How Japan’s Sun Will Rise Again

I spent several years of my impressionable twenties living and teaching public school in remote and rural Iwate, Japan –the very region that has sustained much of the tsunami and earthquake damage over the past week.

Watching the news each night, I feel a pit in my stomach as I see and hear reports from town after town in the area where I once had friends. Names of villages and cities long since filed in the dark recesses of my brain now come back, many with painful familiarity.

Amid the carnage, destruction and multiple disasters profiled incessantly on TV, it is surprising for many to see the calm and resilience the Japanese public is exhibiting.

There is no looting of convenience stores. Despite seemingly interminable lines and food shortages, the expressions on the faces of people who have lost everything appear eerily unfazed. There are teary eyed reunions, certainly, but there is no panic. There is an unsettling sense of tranquility amidst human tragedy and horror.

And while many do find this type of behavior remarkable and surprising, I do not. To me, it’s part of the script.

I find the reactions and behavior we’re witnessing to be absolutely in character for the Japanese. Indeed, one of my observations one year into my teaching assignment in Japan was that the entire country seemed to be reading off a script. The verbal exchanges of virtually every interpersonal connection (teacher-student, teacher-boss, teacher-neighbor, teacher-ramen shop owner) appeared to be predetermined and guided by verbal cues. Social harmony in the country depends on it.

I still cringe when I think about how slow I was on the uptake.

On one occasion in the Japanese municipal government office where I worked, I recall becoming visibly frustrated at the glacial pace in which a request I had submitted was being handled. I’m not sure, but it is very likely that I let out one of my signature deep sighs. The woman who sat next to me—a co-worker who would later become an adopted Japanese mother of sorts—in a terrifying departure from her usual cheerful character went into parental mode, audibly scolded me.

Gaman shinasai she said abruptly.

It’s an expression often overheard at grocery stores and on trains, in lines at the post office and in elementary school classrooms.

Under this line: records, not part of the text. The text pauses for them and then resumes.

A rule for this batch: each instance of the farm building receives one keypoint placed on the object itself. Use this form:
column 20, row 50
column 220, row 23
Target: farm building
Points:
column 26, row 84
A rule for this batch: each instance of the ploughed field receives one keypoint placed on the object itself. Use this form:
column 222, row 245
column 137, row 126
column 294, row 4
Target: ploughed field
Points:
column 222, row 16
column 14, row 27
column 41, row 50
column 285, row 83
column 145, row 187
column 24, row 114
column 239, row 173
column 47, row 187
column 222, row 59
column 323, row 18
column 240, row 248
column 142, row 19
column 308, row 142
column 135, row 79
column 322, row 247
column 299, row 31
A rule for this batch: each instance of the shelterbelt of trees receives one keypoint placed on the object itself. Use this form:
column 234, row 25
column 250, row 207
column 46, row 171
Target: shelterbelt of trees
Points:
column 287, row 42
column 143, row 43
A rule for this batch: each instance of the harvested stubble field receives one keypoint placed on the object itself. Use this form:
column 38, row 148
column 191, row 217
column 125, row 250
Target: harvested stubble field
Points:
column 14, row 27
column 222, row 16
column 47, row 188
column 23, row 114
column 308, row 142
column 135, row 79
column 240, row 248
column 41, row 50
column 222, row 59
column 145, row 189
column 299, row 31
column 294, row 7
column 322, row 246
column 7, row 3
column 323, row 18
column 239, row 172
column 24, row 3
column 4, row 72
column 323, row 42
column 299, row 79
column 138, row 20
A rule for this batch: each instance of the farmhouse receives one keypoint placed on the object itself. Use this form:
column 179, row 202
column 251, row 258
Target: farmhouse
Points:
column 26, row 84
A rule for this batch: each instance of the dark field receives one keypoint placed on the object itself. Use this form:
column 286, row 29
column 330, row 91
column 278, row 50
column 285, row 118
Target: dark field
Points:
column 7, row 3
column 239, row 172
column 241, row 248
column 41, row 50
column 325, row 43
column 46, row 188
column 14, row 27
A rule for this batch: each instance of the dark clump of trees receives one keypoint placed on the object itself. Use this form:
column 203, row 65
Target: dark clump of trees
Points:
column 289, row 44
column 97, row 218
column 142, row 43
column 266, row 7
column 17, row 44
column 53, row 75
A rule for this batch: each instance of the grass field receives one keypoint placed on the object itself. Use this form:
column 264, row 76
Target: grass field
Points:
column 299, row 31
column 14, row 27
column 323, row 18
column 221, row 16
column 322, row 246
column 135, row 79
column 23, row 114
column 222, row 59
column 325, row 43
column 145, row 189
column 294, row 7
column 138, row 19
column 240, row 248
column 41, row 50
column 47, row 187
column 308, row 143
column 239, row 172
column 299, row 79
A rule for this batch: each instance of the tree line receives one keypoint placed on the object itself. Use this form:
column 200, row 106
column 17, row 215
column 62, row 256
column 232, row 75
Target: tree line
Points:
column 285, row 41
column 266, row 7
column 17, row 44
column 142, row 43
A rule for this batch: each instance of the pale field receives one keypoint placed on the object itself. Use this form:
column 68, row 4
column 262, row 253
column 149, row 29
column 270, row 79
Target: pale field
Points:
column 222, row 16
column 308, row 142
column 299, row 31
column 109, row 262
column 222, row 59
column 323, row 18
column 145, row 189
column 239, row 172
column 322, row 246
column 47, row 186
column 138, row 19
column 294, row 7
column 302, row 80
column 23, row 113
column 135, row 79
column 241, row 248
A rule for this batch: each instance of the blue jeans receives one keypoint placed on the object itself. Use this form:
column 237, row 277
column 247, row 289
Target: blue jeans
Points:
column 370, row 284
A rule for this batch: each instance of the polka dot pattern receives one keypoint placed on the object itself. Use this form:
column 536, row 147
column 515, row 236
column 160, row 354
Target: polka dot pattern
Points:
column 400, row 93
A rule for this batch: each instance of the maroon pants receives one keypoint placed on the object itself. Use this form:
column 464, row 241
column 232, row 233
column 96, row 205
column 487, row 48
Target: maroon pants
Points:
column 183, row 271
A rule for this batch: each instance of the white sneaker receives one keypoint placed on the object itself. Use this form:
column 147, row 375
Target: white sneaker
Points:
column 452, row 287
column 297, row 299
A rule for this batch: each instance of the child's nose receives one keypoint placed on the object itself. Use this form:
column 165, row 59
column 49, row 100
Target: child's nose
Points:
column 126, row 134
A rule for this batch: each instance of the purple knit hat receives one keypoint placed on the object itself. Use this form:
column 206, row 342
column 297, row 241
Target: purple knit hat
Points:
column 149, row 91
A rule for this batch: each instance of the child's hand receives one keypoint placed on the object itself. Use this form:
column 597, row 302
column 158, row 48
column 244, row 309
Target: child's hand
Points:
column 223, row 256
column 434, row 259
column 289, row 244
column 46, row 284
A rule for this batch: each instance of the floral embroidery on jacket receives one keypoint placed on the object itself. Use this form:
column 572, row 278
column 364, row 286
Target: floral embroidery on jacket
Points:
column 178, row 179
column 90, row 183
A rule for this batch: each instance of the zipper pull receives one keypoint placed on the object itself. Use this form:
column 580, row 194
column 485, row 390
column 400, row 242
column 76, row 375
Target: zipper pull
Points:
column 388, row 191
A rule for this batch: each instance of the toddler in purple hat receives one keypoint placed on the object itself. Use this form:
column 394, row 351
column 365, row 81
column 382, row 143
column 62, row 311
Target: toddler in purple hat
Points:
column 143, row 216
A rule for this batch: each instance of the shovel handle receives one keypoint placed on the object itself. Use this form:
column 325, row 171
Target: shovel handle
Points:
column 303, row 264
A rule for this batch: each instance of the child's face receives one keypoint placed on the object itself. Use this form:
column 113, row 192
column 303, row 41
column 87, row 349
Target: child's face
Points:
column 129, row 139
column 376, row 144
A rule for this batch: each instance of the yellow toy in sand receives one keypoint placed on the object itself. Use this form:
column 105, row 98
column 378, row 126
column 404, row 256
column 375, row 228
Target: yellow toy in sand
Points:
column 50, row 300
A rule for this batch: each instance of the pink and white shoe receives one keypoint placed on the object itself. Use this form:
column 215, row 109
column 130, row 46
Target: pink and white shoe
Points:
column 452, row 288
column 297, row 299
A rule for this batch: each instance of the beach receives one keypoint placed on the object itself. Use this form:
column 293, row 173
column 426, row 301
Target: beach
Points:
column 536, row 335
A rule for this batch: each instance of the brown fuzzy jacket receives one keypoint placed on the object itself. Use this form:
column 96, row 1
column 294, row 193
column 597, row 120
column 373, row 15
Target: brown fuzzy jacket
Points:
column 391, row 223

Mothers regularly tell their toddlers to gaman. Shape up and shut your yap seemed to be the message. Little did I know at the time that gaman goes way beyond “shut your piehole.”

Translated literally, the characters that make up the word gaman are those for 我“self” and 慢“neglect.” Though regularly mistranslated into English as “patience,” the concept of gaman goes light years beyond that.

Paper training a puppy requires patience.Losing your house, your belongings, your family and your village while  simultaneously suppressing any outward sign of remorse, entitlement or anger falls squarely into gaman territory.

Years ago, a Japanese friend once colorfully described the concept of gaman as a “silent endurance,” and to this day I struggle to find a better description. Two years later, I left Japan convinced that the concept of gaman is what sets the country apart.

In English, we tell people to be patient. In Japanese, you do gaman. It’s an action verb.

Are the faces we see on television really devoid of human emotion? Of course not. They are devastated, hungry, disoriented, sleep-deprived, anxious, lost and pissed off. But rather than pretending to “be” patient, the Japanese are following the cultural script, and “doing” gaman.

And that doing is exactly what will lead Japan out of this chaos.